4). The Missing Picture
Cambodia’s Khmer Rouge regime from 1975-79 is the stuff of true horror and suffering, director Rithy Panh seeks to depict his story while subjugated under their rule during his childhood. An unflinchingly tragic account of cruelty and violent oppression, Panh’s recall of the period is a testament to a people’s need to have their story told. Since very little archival footage exists from that period, the filmmaker turns to clay figures to recreate a portrait of the regime’s worst crimes against his people. Providing us with a carefully poignant picture that is thankfully no longer missing.
3). Particle Fever
The 2014 films of science’s giants and pioneers Alan Turing and Stephen Hawking could not capture a single percent of the true nature, inspiration and adventure of discovery that Particle Fever documents. In 2007 the Large Hadron Collider in Cern, Switzerland was finally activated after decades of construction. The main goal, to find the building block of all matter and perhaps finally complete a model of our universe whereby we will have achieved a unique understanding of our reality. Lofty goals to be sure but the subjects interviewed in the film all believe that LHC is the best and only tool that can get us those goals. Even though the mathematics, physics and engineering may take a more involved understanding of science, the enthusiasm for discovery and determination to fulfill our curiosity are conveyed by all the various talking head subjects can be understood by anyone.
2). The Overnighters
No other movie came out of nowhere to have the most surprising emotional impact of the year than with The Overnighters. In North Dakota, a recent reserve of oil was discovered leading to job opportunities in a weak economy, hundreds of unemployed from around the country descended onto the tiny town of Williston. The film begins to center on Pastor Jay Reinke as he offers his church and home as lodging to the new residents of his town, now called “Overnighters”. After some time dealing with the Overnighters the people of Williston begin to actively try to force them out, due to a increase paranoia of these strangers who come from all walks of life. The Pastor however, remains the Overnighters biggest supporter in Town due to reasons gradually revealed. The revelations that the filmmakers discover in with this small town Pastor are downright shocking. All the while, the impossible situation that the Williston finds itself in acting as a macrocosm of America as a whole as it forges ahead through a rough economy.

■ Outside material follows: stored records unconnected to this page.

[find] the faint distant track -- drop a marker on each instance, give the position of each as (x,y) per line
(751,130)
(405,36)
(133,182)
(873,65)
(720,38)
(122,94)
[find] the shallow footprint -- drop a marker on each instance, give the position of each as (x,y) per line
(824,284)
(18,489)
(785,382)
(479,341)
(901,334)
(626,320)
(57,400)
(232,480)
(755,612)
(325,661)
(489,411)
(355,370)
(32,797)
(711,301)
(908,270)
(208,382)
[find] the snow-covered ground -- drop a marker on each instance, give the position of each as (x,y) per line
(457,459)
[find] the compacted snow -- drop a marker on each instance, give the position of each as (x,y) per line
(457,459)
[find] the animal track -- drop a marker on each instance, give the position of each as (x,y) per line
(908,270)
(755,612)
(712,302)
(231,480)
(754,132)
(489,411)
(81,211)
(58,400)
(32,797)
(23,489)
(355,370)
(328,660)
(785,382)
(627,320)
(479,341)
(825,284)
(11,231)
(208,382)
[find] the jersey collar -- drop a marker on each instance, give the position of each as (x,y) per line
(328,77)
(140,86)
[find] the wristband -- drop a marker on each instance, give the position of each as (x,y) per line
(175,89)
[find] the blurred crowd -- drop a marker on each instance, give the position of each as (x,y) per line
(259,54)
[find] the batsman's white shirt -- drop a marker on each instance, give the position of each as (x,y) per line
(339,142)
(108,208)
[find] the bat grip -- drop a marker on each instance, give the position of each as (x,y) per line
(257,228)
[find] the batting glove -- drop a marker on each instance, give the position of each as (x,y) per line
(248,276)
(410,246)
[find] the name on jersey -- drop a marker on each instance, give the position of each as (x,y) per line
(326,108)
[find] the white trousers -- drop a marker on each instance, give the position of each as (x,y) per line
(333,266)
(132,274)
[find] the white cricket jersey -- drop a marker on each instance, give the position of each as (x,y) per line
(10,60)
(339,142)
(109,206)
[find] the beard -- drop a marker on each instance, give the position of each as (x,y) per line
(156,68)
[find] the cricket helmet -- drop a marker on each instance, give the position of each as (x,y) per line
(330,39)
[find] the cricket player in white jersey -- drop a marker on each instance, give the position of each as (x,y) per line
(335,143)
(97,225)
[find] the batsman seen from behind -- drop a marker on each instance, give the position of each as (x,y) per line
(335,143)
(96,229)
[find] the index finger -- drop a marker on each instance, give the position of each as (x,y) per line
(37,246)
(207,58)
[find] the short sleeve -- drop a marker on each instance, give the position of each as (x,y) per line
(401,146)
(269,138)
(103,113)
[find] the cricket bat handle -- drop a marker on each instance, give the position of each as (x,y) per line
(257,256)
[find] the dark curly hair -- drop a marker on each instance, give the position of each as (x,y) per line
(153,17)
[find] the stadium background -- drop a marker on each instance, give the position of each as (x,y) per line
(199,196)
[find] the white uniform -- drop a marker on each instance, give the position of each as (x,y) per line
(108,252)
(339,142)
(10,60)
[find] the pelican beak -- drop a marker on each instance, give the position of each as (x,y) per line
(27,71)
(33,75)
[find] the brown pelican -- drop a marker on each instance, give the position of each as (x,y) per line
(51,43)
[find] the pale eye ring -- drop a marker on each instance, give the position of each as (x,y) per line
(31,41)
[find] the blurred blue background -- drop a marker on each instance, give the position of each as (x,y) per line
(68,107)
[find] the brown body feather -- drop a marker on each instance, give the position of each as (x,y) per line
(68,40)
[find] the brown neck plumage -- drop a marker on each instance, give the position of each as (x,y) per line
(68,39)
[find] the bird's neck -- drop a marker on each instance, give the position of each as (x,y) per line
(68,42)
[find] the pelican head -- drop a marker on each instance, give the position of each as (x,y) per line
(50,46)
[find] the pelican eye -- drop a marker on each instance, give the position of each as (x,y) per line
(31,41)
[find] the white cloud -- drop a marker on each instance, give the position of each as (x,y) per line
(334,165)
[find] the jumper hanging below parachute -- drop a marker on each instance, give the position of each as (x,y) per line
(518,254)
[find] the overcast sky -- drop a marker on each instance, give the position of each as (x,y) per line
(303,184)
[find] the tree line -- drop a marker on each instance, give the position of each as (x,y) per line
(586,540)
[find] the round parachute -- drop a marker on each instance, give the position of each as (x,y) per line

Like being in the parking garage with Woodward and Bernstein as they meet with their contact Deep Throat, filmmaker Laura Poitras takes us right as the most impactful whistle-blower in recent American history outlines and details the inner-workings of the NSA’s far-reaching, extensive and unconstitutional surveillance program. In numerous interviews throughout, Edward Snowden himself explains the shocking intricacies of the invasive program and how he is taking to his newfound status as a wanted man by the American Government. Reading more like a Bourne spy thriller towards the conclusion, even though we already know the outcome. As stirring, engaging and crucial film as any other released last year, expect Poitras to be on that stage accepting the best documentary statue next Sunday.